Disclosure of Invention
The invention aims to provide a composition with alpha-amylase synergistic inhibition activity, which comprises a triterpenoid and an alpha-glycosidase inhibitor.
The composition has strong synergistic effect of inhibiting alpha-amylase, can inhibit the activity of the alpha-amylase more effectively, uses less dosage of alpha-glycosidase inhibitor medicines represented by acarbose, improves the drug effect in fact, effectively reduces the toxic and side effect of the alpha-glycosidase inhibitor medicines represented by the acarbose, and effectively solves the problems of hypoglycemia and the like easily caused by drug combination.
Drawings
The invention is illustrated in figure 10.

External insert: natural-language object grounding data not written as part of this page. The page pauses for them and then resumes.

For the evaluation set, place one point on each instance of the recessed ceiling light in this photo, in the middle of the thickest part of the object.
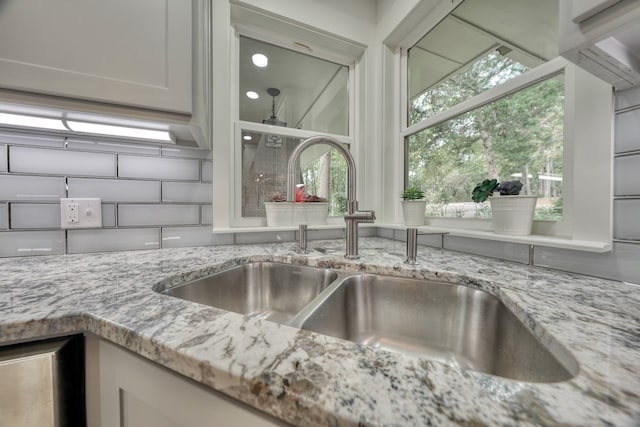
(31, 121)
(260, 60)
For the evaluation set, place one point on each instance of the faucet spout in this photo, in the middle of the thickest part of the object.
(353, 215)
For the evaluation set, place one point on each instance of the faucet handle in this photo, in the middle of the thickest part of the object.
(361, 216)
(302, 238)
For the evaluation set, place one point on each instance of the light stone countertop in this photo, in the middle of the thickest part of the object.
(310, 379)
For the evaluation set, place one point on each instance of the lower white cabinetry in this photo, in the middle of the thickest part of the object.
(125, 390)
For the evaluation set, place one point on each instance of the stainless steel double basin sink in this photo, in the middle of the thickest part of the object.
(443, 322)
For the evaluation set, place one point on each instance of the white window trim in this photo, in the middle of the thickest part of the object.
(588, 158)
(234, 185)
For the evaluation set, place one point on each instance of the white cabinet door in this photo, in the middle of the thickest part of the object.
(124, 390)
(125, 52)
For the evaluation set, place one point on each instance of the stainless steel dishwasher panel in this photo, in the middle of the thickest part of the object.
(42, 384)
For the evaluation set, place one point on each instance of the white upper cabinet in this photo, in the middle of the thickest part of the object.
(128, 52)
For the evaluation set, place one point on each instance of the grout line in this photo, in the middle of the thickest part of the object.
(626, 154)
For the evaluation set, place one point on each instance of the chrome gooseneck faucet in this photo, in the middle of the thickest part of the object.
(353, 215)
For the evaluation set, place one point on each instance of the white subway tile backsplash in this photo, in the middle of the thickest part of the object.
(115, 190)
(619, 264)
(190, 153)
(195, 192)
(178, 237)
(626, 182)
(158, 168)
(626, 219)
(37, 140)
(112, 147)
(4, 216)
(207, 170)
(61, 162)
(516, 252)
(4, 166)
(627, 131)
(31, 188)
(35, 215)
(137, 215)
(206, 214)
(28, 243)
(114, 239)
(108, 215)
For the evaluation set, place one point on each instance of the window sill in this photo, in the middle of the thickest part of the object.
(537, 240)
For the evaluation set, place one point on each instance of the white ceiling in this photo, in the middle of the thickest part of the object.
(530, 28)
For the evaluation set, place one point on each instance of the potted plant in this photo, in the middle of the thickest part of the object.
(279, 212)
(413, 205)
(511, 213)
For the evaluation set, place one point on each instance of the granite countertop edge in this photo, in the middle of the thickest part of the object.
(309, 379)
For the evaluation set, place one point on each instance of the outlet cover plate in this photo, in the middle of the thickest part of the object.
(81, 213)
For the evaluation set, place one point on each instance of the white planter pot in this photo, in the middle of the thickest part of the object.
(310, 213)
(413, 211)
(512, 214)
(279, 214)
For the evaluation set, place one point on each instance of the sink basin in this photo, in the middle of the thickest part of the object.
(265, 290)
(448, 323)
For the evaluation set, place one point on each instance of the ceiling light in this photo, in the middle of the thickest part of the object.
(260, 60)
(31, 121)
(121, 131)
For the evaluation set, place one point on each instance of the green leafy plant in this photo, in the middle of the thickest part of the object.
(278, 197)
(483, 190)
(412, 193)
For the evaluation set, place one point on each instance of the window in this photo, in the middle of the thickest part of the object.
(510, 134)
(485, 94)
(518, 137)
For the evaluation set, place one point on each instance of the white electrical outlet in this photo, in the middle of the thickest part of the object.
(81, 213)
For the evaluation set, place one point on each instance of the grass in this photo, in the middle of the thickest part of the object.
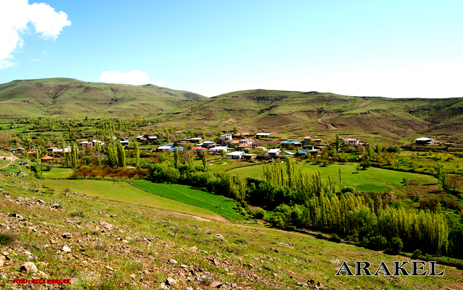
(152, 237)
(57, 172)
(372, 179)
(124, 192)
(182, 193)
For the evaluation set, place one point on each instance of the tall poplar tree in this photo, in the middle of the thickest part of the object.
(120, 155)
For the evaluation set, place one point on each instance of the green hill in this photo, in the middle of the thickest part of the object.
(285, 112)
(73, 98)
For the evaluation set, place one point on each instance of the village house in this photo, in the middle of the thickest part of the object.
(218, 149)
(226, 137)
(263, 134)
(351, 141)
(273, 152)
(246, 141)
(423, 141)
(234, 155)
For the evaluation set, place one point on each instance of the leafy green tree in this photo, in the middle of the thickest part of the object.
(176, 158)
(137, 155)
(204, 160)
(337, 143)
(120, 155)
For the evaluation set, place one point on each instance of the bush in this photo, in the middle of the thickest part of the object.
(396, 245)
(416, 254)
(335, 238)
(259, 214)
(378, 243)
(278, 220)
(6, 239)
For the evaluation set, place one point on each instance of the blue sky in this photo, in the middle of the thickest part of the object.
(365, 48)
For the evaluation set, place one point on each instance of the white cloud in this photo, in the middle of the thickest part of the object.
(15, 15)
(134, 77)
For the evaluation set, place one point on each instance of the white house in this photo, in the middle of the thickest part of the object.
(351, 141)
(226, 137)
(263, 134)
(423, 141)
(273, 152)
(218, 149)
(235, 155)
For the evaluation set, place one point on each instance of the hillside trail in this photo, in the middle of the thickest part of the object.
(329, 125)
(11, 158)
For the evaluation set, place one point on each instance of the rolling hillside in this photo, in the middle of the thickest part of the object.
(73, 98)
(285, 112)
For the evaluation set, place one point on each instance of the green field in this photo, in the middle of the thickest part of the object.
(57, 172)
(182, 193)
(124, 192)
(372, 179)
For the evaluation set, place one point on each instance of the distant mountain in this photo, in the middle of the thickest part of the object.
(286, 112)
(73, 98)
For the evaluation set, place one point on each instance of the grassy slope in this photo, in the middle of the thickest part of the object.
(124, 192)
(291, 113)
(247, 259)
(215, 203)
(68, 97)
(372, 179)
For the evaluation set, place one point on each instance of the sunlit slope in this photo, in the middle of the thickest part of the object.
(69, 97)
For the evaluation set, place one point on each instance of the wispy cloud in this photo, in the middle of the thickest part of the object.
(134, 77)
(15, 16)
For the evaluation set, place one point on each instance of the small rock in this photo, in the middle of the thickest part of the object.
(170, 281)
(29, 267)
(67, 235)
(215, 285)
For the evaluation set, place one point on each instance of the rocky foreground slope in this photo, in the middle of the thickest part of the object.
(101, 244)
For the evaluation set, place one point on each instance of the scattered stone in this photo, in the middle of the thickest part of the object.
(107, 226)
(215, 284)
(67, 235)
(170, 281)
(29, 267)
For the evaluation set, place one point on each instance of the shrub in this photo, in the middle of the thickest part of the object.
(416, 254)
(377, 243)
(396, 245)
(335, 238)
(6, 239)
(259, 214)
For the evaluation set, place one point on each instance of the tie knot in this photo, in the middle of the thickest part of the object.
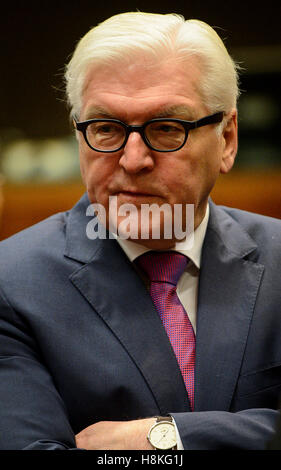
(165, 266)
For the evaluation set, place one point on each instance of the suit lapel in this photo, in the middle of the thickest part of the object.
(228, 287)
(110, 284)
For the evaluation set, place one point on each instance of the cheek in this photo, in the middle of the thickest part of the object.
(96, 174)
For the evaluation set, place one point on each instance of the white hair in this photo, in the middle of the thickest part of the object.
(124, 38)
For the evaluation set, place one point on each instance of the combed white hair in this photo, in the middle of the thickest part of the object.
(124, 38)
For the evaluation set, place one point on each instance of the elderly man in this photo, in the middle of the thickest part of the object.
(133, 340)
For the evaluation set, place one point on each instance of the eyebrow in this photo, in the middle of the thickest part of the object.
(180, 111)
(98, 111)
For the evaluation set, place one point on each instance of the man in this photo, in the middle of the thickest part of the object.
(87, 360)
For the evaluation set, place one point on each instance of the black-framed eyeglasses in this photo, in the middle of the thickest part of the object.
(160, 134)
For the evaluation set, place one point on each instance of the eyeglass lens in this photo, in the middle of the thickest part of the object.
(164, 135)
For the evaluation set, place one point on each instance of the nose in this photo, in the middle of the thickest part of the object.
(136, 155)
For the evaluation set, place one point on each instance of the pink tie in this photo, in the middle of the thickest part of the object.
(164, 270)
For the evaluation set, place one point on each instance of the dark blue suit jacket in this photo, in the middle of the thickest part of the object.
(80, 340)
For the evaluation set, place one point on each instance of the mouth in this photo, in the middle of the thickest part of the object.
(134, 194)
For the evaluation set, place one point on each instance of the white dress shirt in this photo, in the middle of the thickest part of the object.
(187, 288)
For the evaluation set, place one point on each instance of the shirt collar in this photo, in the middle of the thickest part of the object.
(191, 250)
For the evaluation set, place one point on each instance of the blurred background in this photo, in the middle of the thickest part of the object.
(39, 168)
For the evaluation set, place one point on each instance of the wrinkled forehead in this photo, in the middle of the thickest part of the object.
(142, 86)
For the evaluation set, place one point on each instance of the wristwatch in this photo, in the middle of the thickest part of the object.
(162, 434)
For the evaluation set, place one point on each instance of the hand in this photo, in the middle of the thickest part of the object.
(116, 435)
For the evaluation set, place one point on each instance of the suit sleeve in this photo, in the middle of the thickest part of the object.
(221, 430)
(32, 413)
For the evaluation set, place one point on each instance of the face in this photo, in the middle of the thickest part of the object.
(136, 174)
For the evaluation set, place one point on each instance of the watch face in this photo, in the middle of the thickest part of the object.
(163, 436)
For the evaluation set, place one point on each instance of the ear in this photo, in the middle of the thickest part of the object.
(230, 142)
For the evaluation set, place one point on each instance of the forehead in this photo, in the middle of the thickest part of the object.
(140, 91)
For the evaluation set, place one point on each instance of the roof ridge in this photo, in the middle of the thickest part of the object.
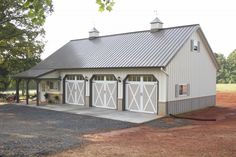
(138, 31)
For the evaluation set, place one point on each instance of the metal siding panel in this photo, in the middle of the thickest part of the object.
(135, 49)
(195, 69)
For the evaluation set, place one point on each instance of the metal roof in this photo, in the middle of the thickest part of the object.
(134, 49)
(156, 20)
(32, 73)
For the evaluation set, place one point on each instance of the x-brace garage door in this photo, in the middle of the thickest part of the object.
(141, 94)
(104, 91)
(74, 86)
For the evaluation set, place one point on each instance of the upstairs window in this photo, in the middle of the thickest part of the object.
(195, 46)
(182, 90)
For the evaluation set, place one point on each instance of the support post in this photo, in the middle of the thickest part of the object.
(37, 90)
(64, 91)
(27, 91)
(17, 90)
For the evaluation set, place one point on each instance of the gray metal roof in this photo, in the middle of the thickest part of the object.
(93, 30)
(32, 73)
(156, 20)
(135, 49)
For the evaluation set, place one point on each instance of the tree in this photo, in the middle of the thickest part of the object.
(105, 5)
(222, 73)
(232, 67)
(21, 33)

FIG. 1 shows the chemical structures of oleanolic acid, betulinic acid, betulin, corosolic acid, glycyrrhetinic acid, and glycyrrhizic acid.
FIG. 2 is the results of an assay of alpha-amylase activity inhibition using oleanolic acid in combination with acarbose.
FIG. 3 shows the results of alpha-amylase activity inhibition assays using oleanolic acid in combination with acarbose in varying proportions.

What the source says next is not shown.